Waiting a full minute on the podium for complete silence in the hall before beginning the piece, Masur seemed determined to restore the feelings of mystery and strangeness that this 1894 work evoked before it became the poster child for Impressionism, taught in music-appreciation classes around the globe.
And although Masur’s batonless conducting was perhaps more careful than careless, he largely succeeded. Elizabeth Rowe’s flute, barely audible in the famous opening solo, remained (by design) wavering and indistinct throughout, and the other bits of melody gathered tentatively, like tiny sprouts breaking the surface.
Only the horns seemed not to get the message, consistently playing a little too loud in this context. On the whole, Masur struck the balance of erotic tension and languor that this music suggests.
From the Apocalypse is just what the title says, an illustration of a verse from the Book of Revelations, in which a fiery angel descends from heaven and “the seven thunders” sound, while (one infers) mortals on earth cower and repent their sins.
Appropriately billed as a “symphonic tableau,” Liadov’s 1912 piece was curiously static, with neither narrative nor musical logic to drive it forward. The heavenly messenger in the brass, the thunder in the timpani and the hymn-chanting people in the strings seemed (as in the Birtwistle piece) to circle each other rather than engage or develop. It was as if one’s eye were roaming a large canvas and finding colorful detail in an unchanging scene.
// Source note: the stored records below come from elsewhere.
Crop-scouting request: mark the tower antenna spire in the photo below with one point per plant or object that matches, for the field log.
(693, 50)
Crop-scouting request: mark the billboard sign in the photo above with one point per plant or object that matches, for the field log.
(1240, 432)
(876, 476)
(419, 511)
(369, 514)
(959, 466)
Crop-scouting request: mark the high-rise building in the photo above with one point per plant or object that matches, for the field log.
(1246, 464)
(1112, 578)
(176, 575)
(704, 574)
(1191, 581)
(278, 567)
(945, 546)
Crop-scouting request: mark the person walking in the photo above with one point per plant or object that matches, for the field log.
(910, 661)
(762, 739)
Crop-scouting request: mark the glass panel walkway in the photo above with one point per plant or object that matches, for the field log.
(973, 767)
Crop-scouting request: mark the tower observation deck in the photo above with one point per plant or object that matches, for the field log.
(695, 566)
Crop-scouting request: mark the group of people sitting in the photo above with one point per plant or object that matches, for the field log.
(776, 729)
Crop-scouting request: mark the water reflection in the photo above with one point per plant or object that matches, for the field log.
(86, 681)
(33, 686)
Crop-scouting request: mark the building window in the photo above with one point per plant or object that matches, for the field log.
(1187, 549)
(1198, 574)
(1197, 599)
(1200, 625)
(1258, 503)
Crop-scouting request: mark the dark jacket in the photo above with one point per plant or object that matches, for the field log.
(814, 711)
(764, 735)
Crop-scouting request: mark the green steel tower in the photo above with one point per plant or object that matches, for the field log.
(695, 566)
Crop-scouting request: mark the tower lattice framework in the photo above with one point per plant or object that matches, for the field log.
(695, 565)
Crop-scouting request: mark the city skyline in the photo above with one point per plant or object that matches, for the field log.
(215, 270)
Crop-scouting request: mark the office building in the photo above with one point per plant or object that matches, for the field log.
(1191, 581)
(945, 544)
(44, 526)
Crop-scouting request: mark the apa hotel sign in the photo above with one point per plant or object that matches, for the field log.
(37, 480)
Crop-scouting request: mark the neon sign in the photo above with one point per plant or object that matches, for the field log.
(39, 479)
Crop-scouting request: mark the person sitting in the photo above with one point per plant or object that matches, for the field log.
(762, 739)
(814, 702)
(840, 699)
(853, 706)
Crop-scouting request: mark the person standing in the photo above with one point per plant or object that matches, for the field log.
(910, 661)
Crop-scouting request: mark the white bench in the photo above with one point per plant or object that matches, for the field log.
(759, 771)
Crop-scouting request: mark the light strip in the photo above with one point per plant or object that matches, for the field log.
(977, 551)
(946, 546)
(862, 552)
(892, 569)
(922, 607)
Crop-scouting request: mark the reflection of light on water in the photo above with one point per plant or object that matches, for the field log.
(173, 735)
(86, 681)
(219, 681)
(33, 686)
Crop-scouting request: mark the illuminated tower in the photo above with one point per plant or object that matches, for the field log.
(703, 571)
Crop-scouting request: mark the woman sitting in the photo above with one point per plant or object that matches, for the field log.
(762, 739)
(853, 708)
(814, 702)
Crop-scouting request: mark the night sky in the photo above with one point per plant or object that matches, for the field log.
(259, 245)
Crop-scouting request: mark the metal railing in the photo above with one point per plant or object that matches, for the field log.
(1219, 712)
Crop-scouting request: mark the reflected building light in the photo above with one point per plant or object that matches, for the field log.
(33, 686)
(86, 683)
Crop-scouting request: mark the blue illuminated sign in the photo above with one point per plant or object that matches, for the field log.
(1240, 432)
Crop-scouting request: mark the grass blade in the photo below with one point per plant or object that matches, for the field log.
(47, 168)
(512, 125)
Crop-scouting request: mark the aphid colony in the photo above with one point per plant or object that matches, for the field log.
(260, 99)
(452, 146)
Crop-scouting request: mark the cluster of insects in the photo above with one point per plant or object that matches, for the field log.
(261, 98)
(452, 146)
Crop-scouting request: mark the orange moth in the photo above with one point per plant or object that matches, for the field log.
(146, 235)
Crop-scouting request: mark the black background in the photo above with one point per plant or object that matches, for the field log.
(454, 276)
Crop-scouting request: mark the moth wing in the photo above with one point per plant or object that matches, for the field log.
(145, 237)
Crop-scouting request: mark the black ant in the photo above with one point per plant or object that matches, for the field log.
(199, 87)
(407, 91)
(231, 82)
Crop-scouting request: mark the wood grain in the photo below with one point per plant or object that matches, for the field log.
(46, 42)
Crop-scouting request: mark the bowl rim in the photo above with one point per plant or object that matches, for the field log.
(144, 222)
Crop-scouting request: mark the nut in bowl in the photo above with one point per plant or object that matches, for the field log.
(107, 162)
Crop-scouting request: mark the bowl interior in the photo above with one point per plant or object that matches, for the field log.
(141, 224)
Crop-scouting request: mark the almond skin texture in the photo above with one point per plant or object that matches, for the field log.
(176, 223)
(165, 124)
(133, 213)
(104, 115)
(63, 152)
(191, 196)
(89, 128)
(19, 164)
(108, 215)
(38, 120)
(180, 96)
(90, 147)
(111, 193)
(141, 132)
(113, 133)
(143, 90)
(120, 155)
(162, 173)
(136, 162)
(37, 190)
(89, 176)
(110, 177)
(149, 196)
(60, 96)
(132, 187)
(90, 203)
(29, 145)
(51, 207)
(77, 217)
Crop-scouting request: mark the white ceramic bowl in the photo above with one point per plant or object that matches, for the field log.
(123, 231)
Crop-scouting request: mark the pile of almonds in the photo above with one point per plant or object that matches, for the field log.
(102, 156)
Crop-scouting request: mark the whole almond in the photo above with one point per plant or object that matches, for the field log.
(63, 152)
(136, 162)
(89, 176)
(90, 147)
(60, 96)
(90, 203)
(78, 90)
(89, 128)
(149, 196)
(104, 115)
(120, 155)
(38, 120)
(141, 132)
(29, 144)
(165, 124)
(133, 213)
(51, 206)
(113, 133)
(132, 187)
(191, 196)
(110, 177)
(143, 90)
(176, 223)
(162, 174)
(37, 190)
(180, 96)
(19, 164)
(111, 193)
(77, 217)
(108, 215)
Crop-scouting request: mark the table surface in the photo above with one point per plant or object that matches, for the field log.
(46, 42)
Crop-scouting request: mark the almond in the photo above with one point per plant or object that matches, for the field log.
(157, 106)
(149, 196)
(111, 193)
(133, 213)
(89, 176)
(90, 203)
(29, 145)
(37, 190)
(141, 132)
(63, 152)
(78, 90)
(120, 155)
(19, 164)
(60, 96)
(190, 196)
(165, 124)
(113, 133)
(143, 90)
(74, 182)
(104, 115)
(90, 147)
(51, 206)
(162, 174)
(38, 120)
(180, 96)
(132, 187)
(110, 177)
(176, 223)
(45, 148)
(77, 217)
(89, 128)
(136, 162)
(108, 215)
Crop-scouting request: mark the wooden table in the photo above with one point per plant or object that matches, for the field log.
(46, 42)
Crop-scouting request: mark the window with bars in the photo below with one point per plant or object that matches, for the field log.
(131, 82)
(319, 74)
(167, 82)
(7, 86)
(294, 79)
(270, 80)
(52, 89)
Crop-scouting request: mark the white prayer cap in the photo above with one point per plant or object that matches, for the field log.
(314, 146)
Considering that this piece selected by another conductor was probably not in maestro Masur’s top drawer before this week, the conductor gave it quite a ride, summoning gleaming fire from the brass, swirling winds from the strings, mournful chanting and dramatic crescendos.
In fact, following Liadov’s thunderbolts and heavenly fire, the fairy-tale narrative of Stravinsky’s Firebird, composed two years earlier, seemed a bit tame by comparison. (The revised program substituted the composer’s 1919 suite for the complete ballet score.)
Again, as if determined to restore this piece dimmed by a thousand figure-skating routines, Masur began in near-silence, letting the scene emerge slowly from the darkness. A Ravel-like tenderness and fantasy suffused the quiet passages, as the principal wind players left their mark, particularly hornist James Sommerville and Richard Svoboda, back in Russian bassoon heaven.
The “infernal dance” of the ogre Kashchei sounded more brilliant than ferocious, but the superb timing, propulsion, and virtuosity of the players were rewards enough in themselves. And the triumphant close, if a bit conventional compared to the other works on this program, glowed satisfyingly.